A coalition of convenience with the Europeans is Xi’s only real option. They too favour de-escalation as they have no appetite to become involved in an American-Iranian military confrontation and are similarly dependent on oil from the Persian Gulf. Together, China and Europe can attempt to financially seduce Iran to refrain from carrying out further provocations in the Persian Gulf and to prevent the restart of its nuclear program. It is difficult for Trump to punish both China and Europe for this at the same time. But does Europe – facing Trump’s threat of imposing tariffs on a broad range of EU products ranging from Spanish olive oil to French wine and cheese – want to distance itself further from the already fragile relationship with the US? 
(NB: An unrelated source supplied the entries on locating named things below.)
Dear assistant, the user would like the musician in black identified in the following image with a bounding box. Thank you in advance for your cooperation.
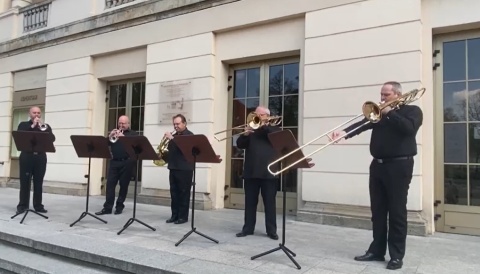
[236,106,280,240]
[332,81,423,269]
[95,115,138,215]
[17,106,55,213]
[164,114,195,224]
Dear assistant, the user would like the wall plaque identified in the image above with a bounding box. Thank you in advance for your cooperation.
[158,80,193,124]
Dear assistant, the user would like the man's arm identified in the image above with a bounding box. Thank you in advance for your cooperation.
[386,106,423,135]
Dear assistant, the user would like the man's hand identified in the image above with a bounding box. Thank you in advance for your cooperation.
[328,130,346,144]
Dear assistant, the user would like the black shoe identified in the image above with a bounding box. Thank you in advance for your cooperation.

One thing is clear: understanding the geopolitical dimension of conflicts in the Middle East by merely focusing on the West’s involvement no longer suffices.

Joris Teer is a geopolitical strategist and studied China’s foreign policy at Peking University and the international relations of the Middle East at the London School of Economics. 

Alex Krijger is a geopolitical analyst and founder and owner of government relations agency Krijger & Partners – based in The Hague.